|LE Magazine September 2001|
Possible treatment for female sexual dysfunction
New findings presented at the recently hosted American Urological Association’s annual meeting, Anaheim, CA, suggest that DHEA (dehydroepiandrosterone) might be useful to treat sexual dysfunction in women whose troubles may stem from depleted levels of this hormone. The study involved 32 women with waning sexual desire, as well as arousal and orgasm problems, each of whom were administered 50 milligrams per day of DHEA for about five months. At follow-up, the majority of test subjects reported a significant increase in spontaneity, shorter time to arousal and higher sexual interest. In addition, 80% of the women had their testosterone and DHEA levels return to normal.

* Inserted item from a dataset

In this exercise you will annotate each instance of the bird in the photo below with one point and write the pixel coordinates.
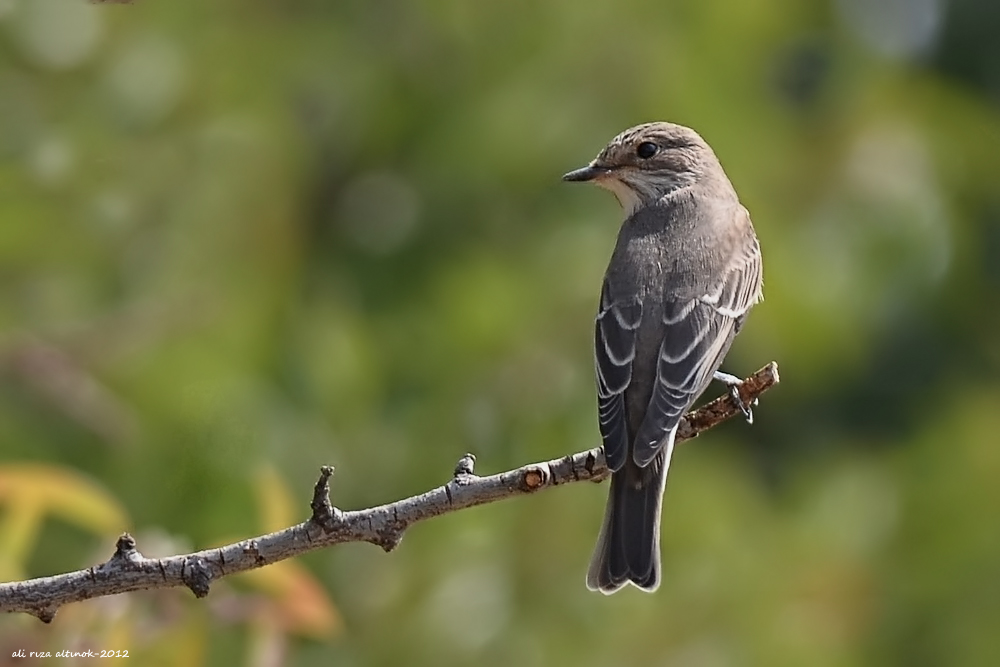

Studies have shown that androgen levels in both men and women greatly affect sexual, mental and physical well being. In particular, there has been a growing interest in DHEA, a precursor of estrogen and testosterone. Evidence to date has pointed to DHEA’s potential in terms of anti-aging effects and it is being studied in relation to Alzheimer’s, arthritis, lupus, depression, cancer and sexual dysfunction. Unfortunately, after DHEA levels peak in one’s 20’s and 30’s, they start to drop thereafter. And in some people, underactive adrenal glands give way to persistently low levels from puberty onwards.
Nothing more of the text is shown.